2026-05-05 — local: macOS Darwin 24.3.0 / Python 3.13.5 / arm64 (10 cores, 16 GB)
Re-run after tests/benchmarks/density.py was extended with scheduler- latency sampling (10 ms cadence, median + p99 + max) and a hardware fingerprint dict (commit 32bde3a). Three back-to-back runs at the §7 gate:
| Run | Sessions | Successes | Failures | Baseline RSS | Peak RSS | Delta RSS | Elapsed | Sched p99 | Sched max | Within budget |
|---|---|---|---|---|---|---|---|---|---|---|
| A | 50 | 50 | 0 | 116.1 MB | 367.0 MB | 251.0 MB | 1.06 s | 6.17 ms | 50.27 ms | ✓ |
| B | 50 | 50 | 0 | 116.5 MB | 354.0 MB | 237.5 MB | 1.08 s | 5.64 ms | 63.66 ms | ✓ |
| C | 50 | 50 | 0 | 116.5 MB | 367.4 MB | 251.0 MB | 1.02 s | 3.19 ms | 3.36 ms | ✓ |
Hardware fingerprint (identical across runs): arm / 10 cores / 16 GB total / Darwin 24.3.0 / Python 3.13.5.
Notes:
- Peak-RSS numbers track the 2026-05-03 row at the same N=50 config (~367 MB), confirming no regression from the benchmark instrumentation additions.
- Scheduler median latency holds in the 1.06-1.10 ms band — well below the 10 ms sampling interval, so the loop is not starved at this load.
- Scheduler p99 sits at 3-6 ms; the higher values (50-64 ms) on runs A and B come from a single-sample tail spike each (the
maxcolumn), most likely a transient OS scheduling event on a busy laptop.

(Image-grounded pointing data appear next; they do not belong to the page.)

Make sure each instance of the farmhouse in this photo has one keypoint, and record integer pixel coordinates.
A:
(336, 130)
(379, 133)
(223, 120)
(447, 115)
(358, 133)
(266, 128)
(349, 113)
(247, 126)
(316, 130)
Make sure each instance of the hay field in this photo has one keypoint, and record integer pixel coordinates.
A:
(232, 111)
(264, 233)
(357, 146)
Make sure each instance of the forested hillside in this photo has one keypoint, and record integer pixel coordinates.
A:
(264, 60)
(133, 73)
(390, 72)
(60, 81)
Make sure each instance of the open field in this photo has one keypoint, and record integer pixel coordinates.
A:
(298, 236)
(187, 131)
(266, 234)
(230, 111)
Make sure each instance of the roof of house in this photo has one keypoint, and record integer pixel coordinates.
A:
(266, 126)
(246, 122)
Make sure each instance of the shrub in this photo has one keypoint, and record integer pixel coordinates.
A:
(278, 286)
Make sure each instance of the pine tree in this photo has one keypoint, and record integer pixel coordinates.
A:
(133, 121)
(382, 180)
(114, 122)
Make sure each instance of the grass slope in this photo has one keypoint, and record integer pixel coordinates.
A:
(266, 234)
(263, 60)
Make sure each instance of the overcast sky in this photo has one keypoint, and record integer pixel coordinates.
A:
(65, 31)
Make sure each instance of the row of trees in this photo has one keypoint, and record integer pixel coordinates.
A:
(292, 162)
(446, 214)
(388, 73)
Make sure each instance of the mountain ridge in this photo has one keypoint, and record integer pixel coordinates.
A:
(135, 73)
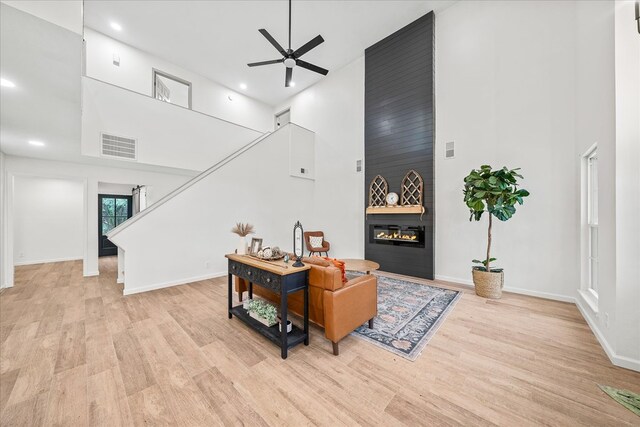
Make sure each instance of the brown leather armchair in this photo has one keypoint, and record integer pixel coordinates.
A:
(337, 307)
(325, 245)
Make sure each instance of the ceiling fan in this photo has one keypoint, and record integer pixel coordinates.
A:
(291, 58)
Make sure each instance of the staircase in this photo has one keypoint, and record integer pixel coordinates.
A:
(183, 237)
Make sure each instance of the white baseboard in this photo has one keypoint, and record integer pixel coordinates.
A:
(456, 280)
(171, 283)
(538, 294)
(45, 261)
(622, 361)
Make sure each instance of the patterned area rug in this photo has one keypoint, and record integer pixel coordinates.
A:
(409, 314)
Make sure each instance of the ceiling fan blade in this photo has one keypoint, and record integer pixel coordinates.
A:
(311, 67)
(287, 77)
(307, 47)
(273, 41)
(256, 64)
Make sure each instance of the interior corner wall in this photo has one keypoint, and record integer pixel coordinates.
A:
(3, 232)
(505, 96)
(64, 13)
(595, 118)
(135, 73)
(47, 213)
(627, 186)
(334, 109)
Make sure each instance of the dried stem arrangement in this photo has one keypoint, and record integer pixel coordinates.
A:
(242, 229)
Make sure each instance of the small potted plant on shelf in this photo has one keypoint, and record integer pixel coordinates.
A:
(242, 230)
(263, 312)
(497, 192)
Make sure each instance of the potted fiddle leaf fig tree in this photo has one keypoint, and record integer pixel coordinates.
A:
(496, 192)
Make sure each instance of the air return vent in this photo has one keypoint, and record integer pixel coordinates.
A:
(449, 152)
(117, 146)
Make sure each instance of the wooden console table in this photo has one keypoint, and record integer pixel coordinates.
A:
(280, 278)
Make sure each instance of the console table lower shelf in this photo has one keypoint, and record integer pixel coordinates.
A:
(295, 337)
(280, 278)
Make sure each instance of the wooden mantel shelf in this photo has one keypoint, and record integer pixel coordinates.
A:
(395, 210)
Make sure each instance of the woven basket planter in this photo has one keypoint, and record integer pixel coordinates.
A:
(488, 285)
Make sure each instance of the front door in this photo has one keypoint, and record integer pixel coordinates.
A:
(112, 211)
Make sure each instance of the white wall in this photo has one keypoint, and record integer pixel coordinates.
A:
(185, 239)
(158, 185)
(66, 14)
(166, 135)
(135, 73)
(48, 214)
(3, 232)
(334, 110)
(505, 95)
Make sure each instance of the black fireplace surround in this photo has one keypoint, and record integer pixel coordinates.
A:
(397, 235)
(399, 126)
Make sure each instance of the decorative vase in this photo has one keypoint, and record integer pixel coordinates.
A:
(262, 320)
(242, 246)
(289, 326)
(488, 284)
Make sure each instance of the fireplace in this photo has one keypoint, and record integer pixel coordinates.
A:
(397, 235)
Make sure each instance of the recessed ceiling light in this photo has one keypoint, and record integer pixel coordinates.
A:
(6, 83)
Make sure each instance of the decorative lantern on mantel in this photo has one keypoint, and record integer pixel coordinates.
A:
(411, 196)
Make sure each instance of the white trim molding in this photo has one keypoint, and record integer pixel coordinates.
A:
(621, 361)
(46, 261)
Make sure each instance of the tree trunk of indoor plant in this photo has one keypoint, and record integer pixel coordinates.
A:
(242, 246)
(488, 284)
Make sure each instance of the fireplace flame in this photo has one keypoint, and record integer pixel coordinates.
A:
(396, 236)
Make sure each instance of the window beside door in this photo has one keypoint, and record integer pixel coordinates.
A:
(113, 210)
(171, 89)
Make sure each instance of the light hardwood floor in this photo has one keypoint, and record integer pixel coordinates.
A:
(74, 351)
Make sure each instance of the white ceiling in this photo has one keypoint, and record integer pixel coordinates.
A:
(218, 38)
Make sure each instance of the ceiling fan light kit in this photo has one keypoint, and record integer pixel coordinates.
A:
(291, 58)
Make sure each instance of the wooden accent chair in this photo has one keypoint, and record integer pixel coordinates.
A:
(312, 249)
(335, 305)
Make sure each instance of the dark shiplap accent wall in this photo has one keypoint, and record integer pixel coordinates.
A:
(399, 135)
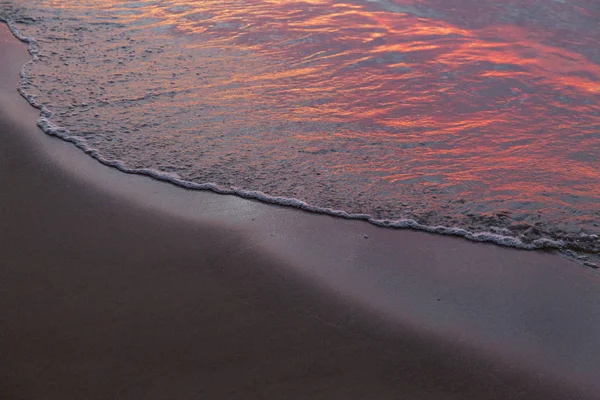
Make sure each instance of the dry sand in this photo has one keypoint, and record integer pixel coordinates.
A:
(114, 286)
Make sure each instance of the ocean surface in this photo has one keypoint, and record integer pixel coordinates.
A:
(479, 118)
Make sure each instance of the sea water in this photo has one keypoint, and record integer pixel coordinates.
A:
(474, 118)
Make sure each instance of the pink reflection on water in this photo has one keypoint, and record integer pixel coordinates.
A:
(494, 104)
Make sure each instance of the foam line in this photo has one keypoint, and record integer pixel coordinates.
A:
(49, 128)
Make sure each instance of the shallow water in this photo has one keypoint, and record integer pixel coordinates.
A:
(479, 115)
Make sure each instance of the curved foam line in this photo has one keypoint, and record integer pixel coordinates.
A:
(49, 128)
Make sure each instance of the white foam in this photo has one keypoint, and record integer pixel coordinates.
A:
(51, 129)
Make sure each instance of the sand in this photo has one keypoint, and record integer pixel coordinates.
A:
(114, 286)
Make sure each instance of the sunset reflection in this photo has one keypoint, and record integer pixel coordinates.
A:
(440, 111)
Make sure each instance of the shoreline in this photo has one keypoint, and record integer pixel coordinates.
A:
(562, 248)
(118, 285)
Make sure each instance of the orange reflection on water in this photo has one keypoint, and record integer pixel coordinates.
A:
(485, 102)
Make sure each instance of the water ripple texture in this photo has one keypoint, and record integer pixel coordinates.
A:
(478, 115)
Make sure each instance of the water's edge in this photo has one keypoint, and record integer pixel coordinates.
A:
(45, 124)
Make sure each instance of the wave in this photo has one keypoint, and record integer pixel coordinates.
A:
(47, 126)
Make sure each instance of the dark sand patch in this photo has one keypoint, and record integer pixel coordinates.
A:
(116, 287)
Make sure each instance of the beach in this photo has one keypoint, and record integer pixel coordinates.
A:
(117, 286)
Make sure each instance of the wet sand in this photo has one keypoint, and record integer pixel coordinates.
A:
(115, 286)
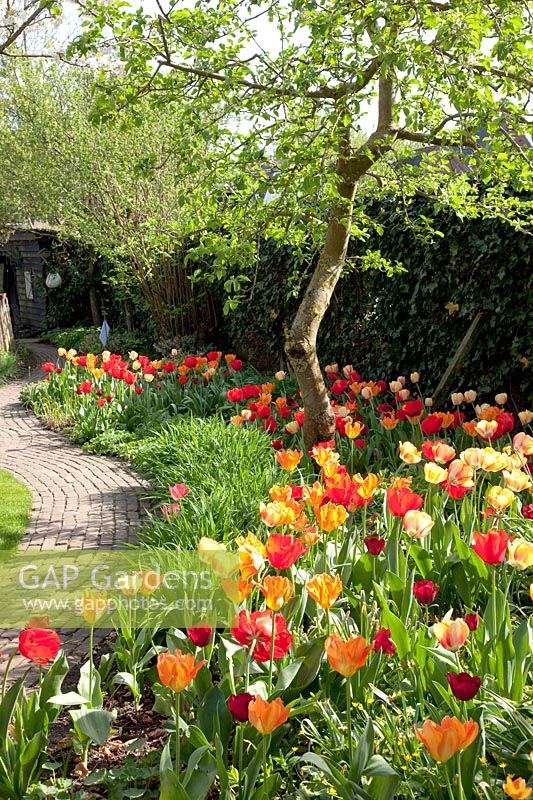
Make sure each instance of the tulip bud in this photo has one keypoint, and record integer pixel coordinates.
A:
(525, 417)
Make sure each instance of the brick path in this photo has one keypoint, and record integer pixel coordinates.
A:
(79, 500)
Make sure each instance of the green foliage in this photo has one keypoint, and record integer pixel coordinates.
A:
(391, 324)
(227, 468)
(14, 509)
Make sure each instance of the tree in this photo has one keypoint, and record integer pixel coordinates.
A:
(444, 75)
(118, 195)
(20, 17)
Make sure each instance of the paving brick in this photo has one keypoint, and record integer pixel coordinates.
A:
(80, 501)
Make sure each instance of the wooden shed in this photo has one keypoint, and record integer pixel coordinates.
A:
(22, 277)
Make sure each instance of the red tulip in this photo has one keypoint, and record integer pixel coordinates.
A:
(374, 545)
(200, 636)
(472, 620)
(238, 705)
(463, 685)
(283, 550)
(39, 645)
(491, 546)
(402, 500)
(383, 642)
(254, 630)
(425, 592)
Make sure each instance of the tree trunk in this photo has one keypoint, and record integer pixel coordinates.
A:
(300, 344)
(93, 299)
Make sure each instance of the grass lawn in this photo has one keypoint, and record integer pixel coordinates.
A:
(15, 505)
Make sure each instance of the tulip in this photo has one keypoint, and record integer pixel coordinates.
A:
(435, 474)
(265, 716)
(346, 657)
(383, 642)
(400, 501)
(463, 685)
(238, 705)
(472, 620)
(499, 498)
(410, 453)
(200, 637)
(324, 589)
(374, 545)
(277, 591)
(284, 550)
(516, 480)
(178, 491)
(520, 554)
(417, 524)
(289, 459)
(425, 592)
(525, 417)
(330, 516)
(254, 630)
(39, 645)
(451, 634)
(491, 546)
(516, 788)
(177, 671)
(444, 740)
(438, 451)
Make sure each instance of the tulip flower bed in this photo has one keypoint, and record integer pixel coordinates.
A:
(383, 642)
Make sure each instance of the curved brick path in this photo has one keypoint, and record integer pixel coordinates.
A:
(79, 500)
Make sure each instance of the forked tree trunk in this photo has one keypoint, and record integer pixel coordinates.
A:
(300, 344)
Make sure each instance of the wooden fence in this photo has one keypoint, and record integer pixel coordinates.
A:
(6, 331)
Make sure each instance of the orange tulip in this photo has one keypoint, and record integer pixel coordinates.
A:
(409, 453)
(486, 428)
(520, 554)
(289, 459)
(366, 487)
(499, 498)
(346, 657)
(451, 634)
(313, 494)
(265, 716)
(177, 671)
(516, 788)
(277, 591)
(493, 460)
(444, 740)
(523, 443)
(330, 516)
(417, 524)
(434, 474)
(252, 554)
(324, 589)
(516, 480)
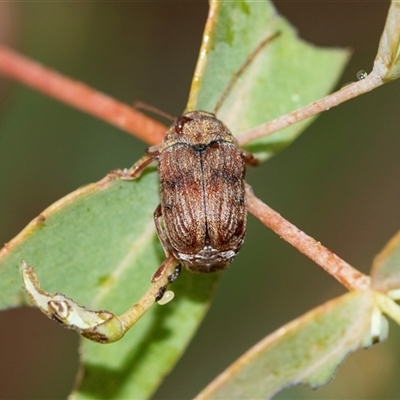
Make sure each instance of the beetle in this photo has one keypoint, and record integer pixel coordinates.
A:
(201, 171)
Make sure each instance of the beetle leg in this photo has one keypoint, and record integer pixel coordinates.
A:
(136, 170)
(249, 159)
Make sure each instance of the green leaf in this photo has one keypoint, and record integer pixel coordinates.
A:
(307, 350)
(288, 74)
(98, 245)
(385, 272)
(387, 62)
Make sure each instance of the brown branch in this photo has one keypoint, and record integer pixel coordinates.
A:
(80, 96)
(347, 275)
(372, 81)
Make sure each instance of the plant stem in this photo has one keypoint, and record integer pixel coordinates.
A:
(347, 275)
(80, 96)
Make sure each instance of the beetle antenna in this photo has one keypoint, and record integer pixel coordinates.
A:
(148, 107)
(248, 61)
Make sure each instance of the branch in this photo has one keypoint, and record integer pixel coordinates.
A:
(80, 96)
(347, 275)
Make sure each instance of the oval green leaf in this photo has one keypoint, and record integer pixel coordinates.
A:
(307, 350)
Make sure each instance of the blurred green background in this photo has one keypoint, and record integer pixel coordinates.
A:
(339, 181)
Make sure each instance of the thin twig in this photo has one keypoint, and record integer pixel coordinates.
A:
(372, 81)
(80, 96)
(347, 275)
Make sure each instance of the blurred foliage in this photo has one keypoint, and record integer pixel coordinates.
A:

Run C, with all background processes quiet, lands at p99 = 3.19 ms / max = 3.36 ms — the clean baseline. The p99 is the load-bearing number for worker stability; the tail max is an environmental artefact. - Walltime stays in the same 1.0-1.1 s band (≈ 1 s sleep + setup).
Verdict (2026-05-05)
Phase 1 §7 gate continues to pass. All three runs hit 50/50 sessions, 0 failures, peak RSS ≤ 367 MB. The new scheduler-latency metric provides additional Phase 2 capacity-planning input: a healthy loop runs at ~1 ms median / ~3 ms p99 under a 50-session stub workload.